Hoje, os magistrados ameaçados de morte contam com uma segurança temporária feita pela PF (Polícia Federal). No Senado Federal, um projeto de lei, recomendado pela Associação de Magistrados, promete criar uma guarda especializada para garantir a proteção de juízes. Pela proposta, cada tribunal teria segurança própria e seria responsável pelo treinamento dos novos policiais. Oliveira é favorável ao projeto de lei, mas lembra que os tribunais federais já contam com 6.000 agentes concursados para cuidar da segurança dos magistrados e dos fóruns. Entretanto, ele afirma que esse contingente estaria atuando em funções administrativas. - Estão todos carimbando processos. Há um desvio funcional e o Poder Judiciário é responsável por isso.

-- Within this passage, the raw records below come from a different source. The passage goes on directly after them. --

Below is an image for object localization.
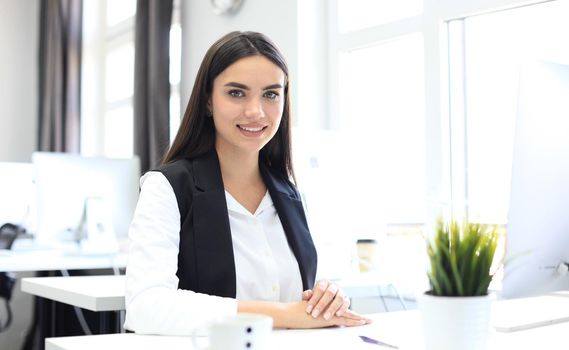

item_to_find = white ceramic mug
[192,313,273,350]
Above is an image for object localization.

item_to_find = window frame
[323,0,555,233]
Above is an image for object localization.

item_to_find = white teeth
[239,125,263,132]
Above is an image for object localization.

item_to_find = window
[448,1,569,224]
[324,0,426,238]
[81,0,181,158]
[316,0,569,294]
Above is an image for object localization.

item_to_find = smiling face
[210,55,285,159]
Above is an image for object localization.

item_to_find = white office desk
[22,276,125,311]
[0,250,127,272]
[46,311,569,350]
[17,276,400,311]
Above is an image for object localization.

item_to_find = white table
[0,249,127,272]
[22,276,125,311]
[46,311,569,350]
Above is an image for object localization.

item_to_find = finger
[306,280,328,314]
[324,292,345,320]
[336,294,350,316]
[311,283,338,318]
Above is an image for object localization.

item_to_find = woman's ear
[206,97,213,117]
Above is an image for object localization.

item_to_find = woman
[125,32,369,335]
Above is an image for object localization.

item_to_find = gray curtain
[38,0,82,153]
[134,0,173,173]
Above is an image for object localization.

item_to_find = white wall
[181,0,298,117]
[0,0,39,162]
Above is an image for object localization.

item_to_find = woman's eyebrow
[224,81,283,90]
[224,81,247,90]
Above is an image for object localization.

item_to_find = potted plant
[418,218,499,350]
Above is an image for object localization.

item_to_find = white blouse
[125,172,302,335]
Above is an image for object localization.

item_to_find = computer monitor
[32,152,140,253]
[501,62,569,298]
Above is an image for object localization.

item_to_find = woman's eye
[265,91,279,100]
[228,90,245,97]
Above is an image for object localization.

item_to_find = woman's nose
[245,98,263,118]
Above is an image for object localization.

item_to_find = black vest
[158,150,317,298]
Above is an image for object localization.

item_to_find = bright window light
[451,1,569,224]
[339,33,426,225]
[338,0,423,33]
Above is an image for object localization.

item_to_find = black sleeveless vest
[158,150,317,298]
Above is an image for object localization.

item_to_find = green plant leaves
[427,218,499,296]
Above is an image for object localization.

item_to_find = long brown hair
[162,31,295,181]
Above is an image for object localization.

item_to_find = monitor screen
[32,152,140,253]
[502,62,569,298]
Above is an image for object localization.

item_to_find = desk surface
[22,276,125,311]
[46,311,569,350]
[0,250,127,272]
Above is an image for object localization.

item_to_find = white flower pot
[417,294,493,350]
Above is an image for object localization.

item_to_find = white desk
[46,311,569,350]
[22,276,125,311]
[22,275,404,311]
[0,250,127,272]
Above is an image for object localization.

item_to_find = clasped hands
[302,280,371,326]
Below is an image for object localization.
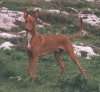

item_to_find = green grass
[0,50,100,92]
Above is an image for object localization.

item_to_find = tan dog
[24,11,87,79]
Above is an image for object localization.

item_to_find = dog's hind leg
[64,42,87,78]
[54,49,65,74]
[28,56,38,80]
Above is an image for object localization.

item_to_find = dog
[24,11,87,80]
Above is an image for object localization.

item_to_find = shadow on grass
[52,75,100,92]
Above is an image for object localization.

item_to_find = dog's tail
[70,17,86,40]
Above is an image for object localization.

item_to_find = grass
[0,49,100,92]
[0,0,100,92]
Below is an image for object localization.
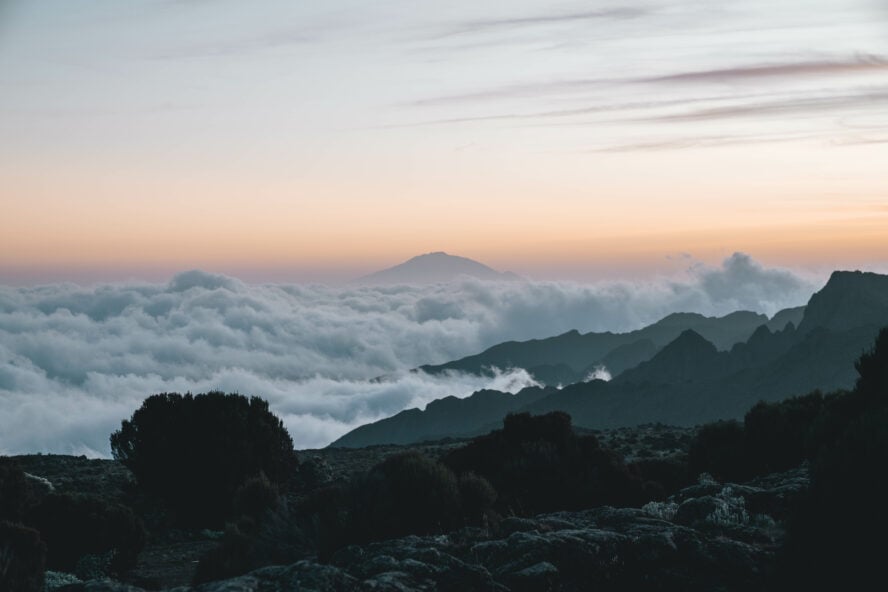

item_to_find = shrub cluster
[443,412,644,514]
[0,521,46,592]
[111,392,298,526]
[688,328,888,481]
[26,494,146,573]
[776,328,888,590]
[0,457,39,522]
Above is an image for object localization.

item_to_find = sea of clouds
[0,254,822,456]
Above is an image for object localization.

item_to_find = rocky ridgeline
[57,468,808,592]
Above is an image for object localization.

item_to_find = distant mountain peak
[356,251,518,284]
[799,271,888,333]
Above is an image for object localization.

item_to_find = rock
[506,561,560,592]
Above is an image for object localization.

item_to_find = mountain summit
[355,251,518,284]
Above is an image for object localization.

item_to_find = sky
[0,0,888,285]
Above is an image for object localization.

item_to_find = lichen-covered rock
[59,469,807,592]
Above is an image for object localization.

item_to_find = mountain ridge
[353,251,520,285]
[331,272,888,447]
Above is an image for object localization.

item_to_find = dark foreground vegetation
[0,329,888,592]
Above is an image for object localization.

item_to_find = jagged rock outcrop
[66,468,808,592]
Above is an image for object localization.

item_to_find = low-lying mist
[0,254,818,456]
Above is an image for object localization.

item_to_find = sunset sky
[0,0,888,284]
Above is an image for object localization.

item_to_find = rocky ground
[19,426,808,592]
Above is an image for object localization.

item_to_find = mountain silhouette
[355,251,519,285]
[420,311,772,386]
[332,272,888,446]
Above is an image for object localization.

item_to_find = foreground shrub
[26,494,145,573]
[444,412,644,514]
[234,473,282,520]
[688,421,750,481]
[0,522,46,592]
[348,452,462,542]
[193,494,317,584]
[743,392,823,475]
[781,409,888,590]
[775,328,888,590]
[0,457,38,522]
[111,392,298,526]
[629,457,695,500]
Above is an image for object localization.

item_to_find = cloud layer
[0,254,815,455]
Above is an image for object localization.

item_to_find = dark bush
[629,457,696,499]
[0,522,46,592]
[192,527,254,585]
[444,412,643,514]
[743,392,823,475]
[775,329,888,590]
[193,500,316,584]
[688,421,750,481]
[781,409,888,590]
[0,456,38,522]
[348,452,462,542]
[459,472,496,524]
[234,473,282,519]
[26,494,145,573]
[111,392,298,526]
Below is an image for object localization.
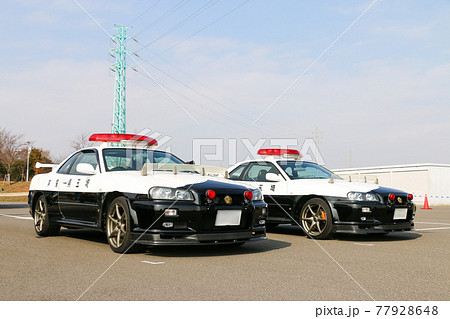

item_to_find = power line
[145,0,250,56]
[130,49,294,137]
[138,0,220,48]
[73,0,200,125]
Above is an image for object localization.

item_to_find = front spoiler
[131,227,267,246]
[333,221,414,234]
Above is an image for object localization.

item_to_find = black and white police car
[228,149,416,239]
[28,134,267,253]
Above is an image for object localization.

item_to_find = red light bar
[258,148,300,156]
[89,133,158,146]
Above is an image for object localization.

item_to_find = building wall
[333,164,450,205]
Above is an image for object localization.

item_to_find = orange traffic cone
[421,194,431,209]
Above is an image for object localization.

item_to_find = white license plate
[394,208,408,219]
[215,210,241,226]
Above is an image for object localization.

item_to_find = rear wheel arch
[292,194,334,220]
[31,191,44,218]
[101,191,138,230]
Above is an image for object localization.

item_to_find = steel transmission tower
[111,25,129,134]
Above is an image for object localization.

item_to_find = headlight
[347,192,380,202]
[148,187,194,200]
[252,189,264,201]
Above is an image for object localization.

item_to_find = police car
[228,149,416,239]
[28,134,267,253]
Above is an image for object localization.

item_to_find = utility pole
[111,25,129,134]
[313,126,322,163]
[27,142,31,182]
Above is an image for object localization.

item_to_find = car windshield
[277,161,342,179]
[103,148,184,171]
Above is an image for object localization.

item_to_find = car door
[58,150,100,223]
[242,162,292,222]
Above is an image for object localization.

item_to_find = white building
[333,164,450,206]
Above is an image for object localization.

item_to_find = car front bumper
[126,201,267,246]
[131,227,267,246]
[331,201,416,233]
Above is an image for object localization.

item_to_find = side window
[58,153,81,174]
[230,164,247,180]
[69,151,98,175]
[244,162,280,182]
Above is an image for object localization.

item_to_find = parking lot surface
[0,203,450,301]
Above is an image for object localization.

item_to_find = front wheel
[106,197,136,253]
[300,198,333,239]
[33,195,61,236]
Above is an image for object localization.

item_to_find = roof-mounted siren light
[89,133,158,148]
[258,148,302,159]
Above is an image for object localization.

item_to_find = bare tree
[71,133,93,151]
[0,129,23,184]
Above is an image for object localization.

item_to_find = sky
[0,0,450,168]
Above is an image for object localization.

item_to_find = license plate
[394,208,408,219]
[215,210,241,226]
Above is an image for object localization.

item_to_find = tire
[106,197,138,253]
[299,198,333,239]
[33,195,61,237]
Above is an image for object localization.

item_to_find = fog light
[164,209,178,217]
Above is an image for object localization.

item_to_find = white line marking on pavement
[142,260,165,265]
[414,227,450,231]
[414,222,450,226]
[0,214,33,220]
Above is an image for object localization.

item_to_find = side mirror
[266,173,283,182]
[77,163,97,175]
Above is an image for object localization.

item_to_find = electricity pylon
[111,25,129,134]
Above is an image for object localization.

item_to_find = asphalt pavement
[0,203,450,301]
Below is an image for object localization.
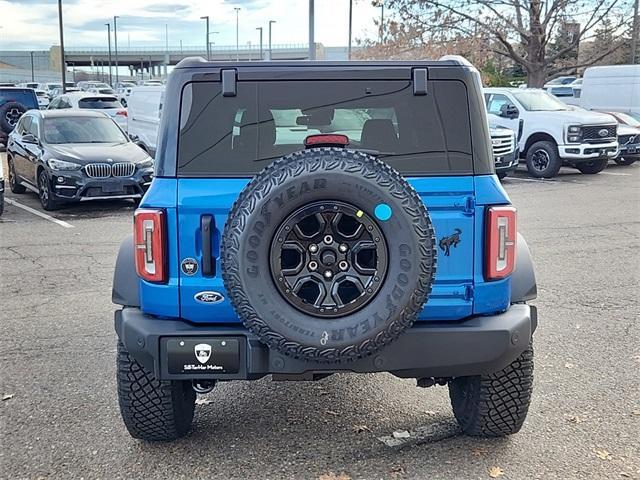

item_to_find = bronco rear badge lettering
[180,258,198,275]
[438,228,462,257]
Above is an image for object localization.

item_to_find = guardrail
[64,43,309,55]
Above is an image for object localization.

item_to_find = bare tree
[373,0,633,87]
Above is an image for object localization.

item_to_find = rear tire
[7,158,26,194]
[117,341,196,442]
[613,157,637,167]
[38,170,58,211]
[527,140,562,178]
[576,158,609,175]
[449,345,533,437]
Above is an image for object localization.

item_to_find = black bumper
[115,304,538,380]
[51,168,153,202]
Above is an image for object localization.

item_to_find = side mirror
[22,133,38,145]
[500,103,518,118]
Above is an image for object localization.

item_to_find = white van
[127,85,165,157]
[579,65,640,116]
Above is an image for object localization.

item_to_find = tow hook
[417,377,450,388]
[191,380,216,394]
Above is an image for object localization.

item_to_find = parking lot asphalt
[0,155,640,480]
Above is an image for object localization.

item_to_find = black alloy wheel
[531,148,549,172]
[38,170,57,210]
[271,201,388,318]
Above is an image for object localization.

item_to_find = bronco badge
[438,228,462,257]
[180,258,198,275]
[193,292,224,303]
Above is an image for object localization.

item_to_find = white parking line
[600,172,631,177]
[507,177,549,183]
[4,198,73,228]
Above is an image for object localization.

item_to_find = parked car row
[485,83,640,178]
[7,109,153,210]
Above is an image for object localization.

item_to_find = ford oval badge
[193,292,224,305]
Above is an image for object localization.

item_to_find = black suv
[112,58,537,440]
[0,87,40,146]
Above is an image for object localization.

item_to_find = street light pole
[113,15,120,83]
[58,0,67,93]
[200,15,211,61]
[269,20,276,61]
[380,3,384,44]
[233,7,240,62]
[631,0,640,65]
[309,0,316,60]
[347,0,353,60]
[105,23,113,85]
[256,27,264,60]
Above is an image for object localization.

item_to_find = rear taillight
[485,207,517,280]
[134,209,167,282]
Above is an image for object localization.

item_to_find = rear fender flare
[511,233,538,303]
[111,235,140,307]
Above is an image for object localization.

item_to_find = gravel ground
[0,155,640,480]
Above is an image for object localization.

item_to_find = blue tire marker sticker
[373,203,393,222]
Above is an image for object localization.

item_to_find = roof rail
[175,57,207,68]
[439,55,473,67]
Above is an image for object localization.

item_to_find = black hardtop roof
[175,56,472,70]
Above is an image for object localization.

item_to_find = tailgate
[178,177,475,323]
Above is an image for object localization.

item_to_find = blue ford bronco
[113,57,537,441]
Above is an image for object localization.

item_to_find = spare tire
[222,148,436,362]
[0,102,27,133]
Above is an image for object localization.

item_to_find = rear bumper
[115,304,538,380]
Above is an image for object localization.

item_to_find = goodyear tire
[449,345,533,437]
[116,341,196,442]
[222,148,436,362]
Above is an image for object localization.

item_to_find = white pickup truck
[484,88,618,178]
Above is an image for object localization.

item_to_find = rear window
[78,97,122,110]
[178,80,473,176]
[0,88,38,108]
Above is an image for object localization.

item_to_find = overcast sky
[0,0,380,50]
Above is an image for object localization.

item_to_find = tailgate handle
[200,215,216,277]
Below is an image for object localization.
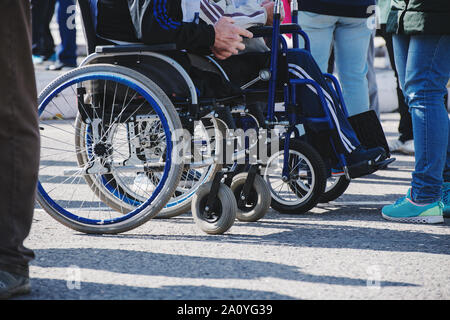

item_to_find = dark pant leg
[0,0,40,276]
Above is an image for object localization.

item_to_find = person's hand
[261,0,284,26]
[211,17,253,60]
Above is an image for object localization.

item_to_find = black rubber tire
[230,172,272,222]
[265,139,327,214]
[191,182,237,234]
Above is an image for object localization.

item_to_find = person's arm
[128,0,253,59]
[200,0,268,29]
[134,0,215,51]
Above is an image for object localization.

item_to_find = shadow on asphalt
[79,204,450,254]
[25,278,293,301]
[32,248,417,299]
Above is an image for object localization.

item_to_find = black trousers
[0,0,40,276]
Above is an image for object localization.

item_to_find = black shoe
[347,145,387,166]
[45,61,77,71]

Ironicamente, ao mesmo tempo que condena criminosos a penas de prisão, Oliveira perdeu a liberdade de ir e vir durante 13 dos seus 62 anos. Embora se revele ´decepcionado e magoado´ com o Estado brasileiro, diz que adora o que faz e que pretende continuar trabalhando até ´ser expulso pela aposentadoria compulsória aos 70 anos´. Ele não sabe, no entanto, se vai contar com o aparato de segurança quando se aposentar, daqui a oito anos.